И вот ты приходишь на работу в больницу, ты подходишь к отделению с тяжелыми вирусоположительными пациентами. Отделение заперто, ты звонишь. Тебе открывает коллега, которая там со вчерашнего вечера. Изнуренная, на лице ее отпечатки маски и очков. Ты принимаешь смену и прощаешься с ней. Ей нужно отдохнуть.
Звонит звонок. Ты отвечаешь, спрашиваешь, в чем дело, обещаешь, что сейчас же придешь, и идешь переодеваться. Это долгий процесс. Тут нельзя допустить ошибок.
Наконец ты входишь к пациентке, ты уже знакома с ней, вы здороваетесь. На голове у нее шлем, он называется CPAP. Он помогает ей дышать. Надежд немного, и монитор, к которому она подключена, это подтверждает.

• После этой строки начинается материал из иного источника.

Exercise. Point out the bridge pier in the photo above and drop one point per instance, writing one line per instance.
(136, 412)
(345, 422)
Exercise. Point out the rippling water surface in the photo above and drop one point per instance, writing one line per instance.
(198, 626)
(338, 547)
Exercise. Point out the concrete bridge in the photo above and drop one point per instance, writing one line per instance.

Но она в ясном сознании, ориентируется во времени и пространстве, и она прекрасно понимает, что умирает. Ты начинаешь с ней говорить. Она не ест уже несколько дней. Но сегодня утром она попросила о завтраке. У нее диабет, но ей хотелось бы два сухарика с джемом. Но разве диабет теперь ее главный враг? И ты просишь коллегу принести ей завтрак.
Это взгляд, исполненный мольбы, убивает. Ты стараешься отвести глаза, чтоб внутри тебя тоже что-то не умерло…
Ты приводишь в порядок ее трубки, а она берет тебя за руку: «Милая, ты ведь тоже мама?» – «Да, я мама двух мальчиков». – «Значит, ты можешь понять, что я чувствую?» – «Я могу попытаться, если хочешь, опиши мне… я слушаю тебя». – «У меня четверо детей, они всегда были маменькими сынками. У нас очень близкие отношения, ведь я была им и отцом, и матерью – я рано овдовела. Я не боюсь умереть, но я не хотела бы так страдать. Недавно один из моих сыновей пришел навестить меня, но его не пустили. Его вынудили уйти, он не выбирал этого… И я не смогла увидеть ни его, ни внуков, ни невесток, никого. Я тут, а они там, дома». – «Но ведь можно позвонить по телефону и все сказать». – «Да, но это не то же самое». – «Ну они хотя бы тебя слышат, вы говорите – это уже что-то, лучше, чем ничего». – «Я звоню им каждый день и слышу, что они страдают, потому что не могут оставаться со мной до конца».
Входит врач, осматривает ее, и в этот момент звонит телефон: это один из ее сыновей. Она говорит: «Тут доктор, я передам ему трубку». Врач описывает сыну ситуацию. Она действительно критическая. Мы объясняем синьоре, что ее нужно интубировать и что жить ей осталось недолго.